Although the proposed CNN-based approach can be used as an alternative to the existing methods of brain tumor diagnosis, there are some limitations to its performance. These depend on, among other factors, the dataset used in the training, the limitation of MRI scanning, and the deep learning methodology involved in training such systems. Two publicly available datasets were used in this study, thus some clinical information about patients was limited. To improve the robustness of the CNN models, future multicenter studies with more detailed clinical data including patient datasets are required. Additionally, because the radiological features of primary tumors, metastases, and central nervous system cysts are similar, conventional MRIs are not precisely reliable to discriminate between them. Therefore, additional examinations such as computer tomography and biopsy are required for the exact diagnostics. CNN-based methods also have structural limitations. For example, some problems such as misclassification may be encountered in the application of CNN models, thus they may be ineffective in making the correct diagnosis of brain tumors and may be expensive in terms of computational costs.

6 Conclusions

In cases with high or weak contrast in MRI brain images, there may be uncertainty when deciding the presence of a tumor. Computer-aided diagnostic systems can support clinicians and radiologists in distinguishing between tumors and healthy cells. With radiological imaging, the presence of cancer and similar diseases is observed, and information about its size and location is obtained. With the help of AI-based solutions, reliable clarification of the diagnosis of tumor tissues with high similarity can be achieved using algorithm innovation. We presented an end-to-end CNN-based brain tumor classification system that represents a powerful approach for meningioma, glioma, and pituitary tumors based on MRI in neurosurgery clinics and demonstrated the following findings:

  • We conducted the EfficientNetv2 + Ranger model, which had not been previously considered in the literature, and we achieved 99% test accuracy in tumor detection and 99.85% test accuracy in predicting meningioma, glioma, and pituitary tumors.

  • In CNN networks, applying extensive pre-processing on the raw dataset exhibited significantly improved learning capabilities.

  • The Ranger algorithm provides robust and stable training throughout the training period in different CNN architectures by reducing the variance.

  • By performing a wide range of experiments on tumor datasets, we examined recent CNN models and optimizers and emphasized convenient choices for recognition in smart healthcare.

This study stated that AI-based methods can support radiologists in validating their initial scans of brain tumors for multi-classification purposes. Unfortunately, for the indicated contributions the available datasets were obtained retrospectively by the dataset provider and the clinical diagnoses of the patients were not exactly confirmed. In a case where the patient has different symptoms, the detection of a brain tumor can change the diagnosis and treatment planning for clinicians and medical pathologists. In addition, the use of CNN for tumor diagnosis requires the identification of features such as shape, size, location, and extensive abnormalities in various directions of tumors, rather than the handcrafted features. Another challenge is that in this problem, it should be noted that the implementation of CNN models can be ineffective and computationally expensive.
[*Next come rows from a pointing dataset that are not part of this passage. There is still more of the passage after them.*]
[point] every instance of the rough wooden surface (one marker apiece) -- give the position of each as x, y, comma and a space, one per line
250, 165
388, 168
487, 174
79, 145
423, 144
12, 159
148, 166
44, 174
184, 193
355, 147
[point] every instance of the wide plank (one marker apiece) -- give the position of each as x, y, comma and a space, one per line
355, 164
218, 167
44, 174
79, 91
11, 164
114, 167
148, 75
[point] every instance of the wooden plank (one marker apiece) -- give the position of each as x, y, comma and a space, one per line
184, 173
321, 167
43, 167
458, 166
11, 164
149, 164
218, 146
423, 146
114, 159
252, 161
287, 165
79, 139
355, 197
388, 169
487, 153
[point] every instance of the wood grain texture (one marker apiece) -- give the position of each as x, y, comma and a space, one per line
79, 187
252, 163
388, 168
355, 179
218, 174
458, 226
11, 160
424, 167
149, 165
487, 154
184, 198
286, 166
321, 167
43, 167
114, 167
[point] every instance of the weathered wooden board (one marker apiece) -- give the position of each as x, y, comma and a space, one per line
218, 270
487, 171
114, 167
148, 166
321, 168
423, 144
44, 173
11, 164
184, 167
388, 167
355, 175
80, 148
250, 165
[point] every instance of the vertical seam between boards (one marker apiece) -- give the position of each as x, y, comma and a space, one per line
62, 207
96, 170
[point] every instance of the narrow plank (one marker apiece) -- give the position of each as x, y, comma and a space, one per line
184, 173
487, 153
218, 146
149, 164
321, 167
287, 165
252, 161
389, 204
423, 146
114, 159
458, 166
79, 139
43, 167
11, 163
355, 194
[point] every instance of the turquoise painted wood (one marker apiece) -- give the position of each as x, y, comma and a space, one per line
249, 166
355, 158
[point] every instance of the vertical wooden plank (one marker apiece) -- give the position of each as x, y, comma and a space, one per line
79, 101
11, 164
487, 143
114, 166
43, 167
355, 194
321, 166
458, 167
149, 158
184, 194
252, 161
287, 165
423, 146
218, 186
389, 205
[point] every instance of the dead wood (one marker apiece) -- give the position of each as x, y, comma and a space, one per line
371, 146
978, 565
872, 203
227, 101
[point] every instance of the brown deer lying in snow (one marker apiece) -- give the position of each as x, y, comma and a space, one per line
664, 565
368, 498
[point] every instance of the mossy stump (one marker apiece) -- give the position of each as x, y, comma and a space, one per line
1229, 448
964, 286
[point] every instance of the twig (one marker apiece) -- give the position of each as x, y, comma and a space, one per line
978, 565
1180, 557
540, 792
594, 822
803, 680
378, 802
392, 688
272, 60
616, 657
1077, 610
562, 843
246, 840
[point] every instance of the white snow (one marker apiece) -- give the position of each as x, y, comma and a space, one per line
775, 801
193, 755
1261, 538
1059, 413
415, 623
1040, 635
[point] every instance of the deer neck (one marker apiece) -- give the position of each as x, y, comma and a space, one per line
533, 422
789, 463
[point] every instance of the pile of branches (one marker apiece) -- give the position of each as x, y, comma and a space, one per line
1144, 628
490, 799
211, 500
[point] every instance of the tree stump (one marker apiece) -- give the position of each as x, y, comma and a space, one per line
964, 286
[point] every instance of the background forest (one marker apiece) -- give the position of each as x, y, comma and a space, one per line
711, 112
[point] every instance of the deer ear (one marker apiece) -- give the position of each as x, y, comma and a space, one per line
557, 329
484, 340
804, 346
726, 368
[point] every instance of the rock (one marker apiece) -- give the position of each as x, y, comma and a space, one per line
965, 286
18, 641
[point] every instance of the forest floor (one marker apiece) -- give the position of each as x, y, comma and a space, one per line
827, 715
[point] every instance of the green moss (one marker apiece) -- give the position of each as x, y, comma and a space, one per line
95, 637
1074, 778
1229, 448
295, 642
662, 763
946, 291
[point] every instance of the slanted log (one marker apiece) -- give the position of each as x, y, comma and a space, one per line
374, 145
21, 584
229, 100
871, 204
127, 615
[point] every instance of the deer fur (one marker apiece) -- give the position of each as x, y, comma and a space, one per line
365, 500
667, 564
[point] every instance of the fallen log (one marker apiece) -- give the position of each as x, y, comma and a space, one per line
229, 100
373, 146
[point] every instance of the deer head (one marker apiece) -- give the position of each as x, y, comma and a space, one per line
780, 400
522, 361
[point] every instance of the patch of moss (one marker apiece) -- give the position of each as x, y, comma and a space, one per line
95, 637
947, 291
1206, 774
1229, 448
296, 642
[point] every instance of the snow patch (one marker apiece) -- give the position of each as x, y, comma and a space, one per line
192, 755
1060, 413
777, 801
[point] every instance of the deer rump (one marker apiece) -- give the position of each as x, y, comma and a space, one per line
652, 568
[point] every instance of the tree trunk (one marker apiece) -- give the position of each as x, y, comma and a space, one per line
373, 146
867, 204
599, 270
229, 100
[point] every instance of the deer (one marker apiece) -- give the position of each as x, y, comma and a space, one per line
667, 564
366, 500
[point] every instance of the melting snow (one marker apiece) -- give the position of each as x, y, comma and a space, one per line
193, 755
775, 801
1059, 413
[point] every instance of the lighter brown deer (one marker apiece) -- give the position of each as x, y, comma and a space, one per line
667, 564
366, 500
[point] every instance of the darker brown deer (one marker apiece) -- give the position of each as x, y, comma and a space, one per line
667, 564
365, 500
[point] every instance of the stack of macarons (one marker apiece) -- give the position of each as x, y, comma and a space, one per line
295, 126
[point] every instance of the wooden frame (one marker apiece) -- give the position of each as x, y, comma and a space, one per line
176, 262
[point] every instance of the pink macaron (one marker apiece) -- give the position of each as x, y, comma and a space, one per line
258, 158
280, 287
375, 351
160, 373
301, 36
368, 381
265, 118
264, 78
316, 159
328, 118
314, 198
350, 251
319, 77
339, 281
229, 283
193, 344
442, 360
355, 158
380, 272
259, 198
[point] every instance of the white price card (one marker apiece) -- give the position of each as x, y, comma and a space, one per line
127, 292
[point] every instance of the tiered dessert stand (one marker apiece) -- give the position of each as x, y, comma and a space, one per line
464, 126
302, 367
Despite these adverse conditions, the cutting-edge AI-based solutions have made great progress in identifying cancers in recent years. In this way, the proposed method encourages the development of current patient diagnosis techniques by including CNN-based techniques in the use of the health profession. This study paves the way for incorporating CNNs into medicine by significantly increasing the rate of cancer recognition.

We will refine the diagnostic output by considering the 3D spatial information among the brain MR slices using a lightweight CNN architecture, inspired by some recent studies using radiomic analyzes [37, 42, 65]. We also plan to collect information on the clinical features of a custom dataset so that we can use the data from patients suffering from brain tumors in CNN networks as complementary discriminative features in our future works.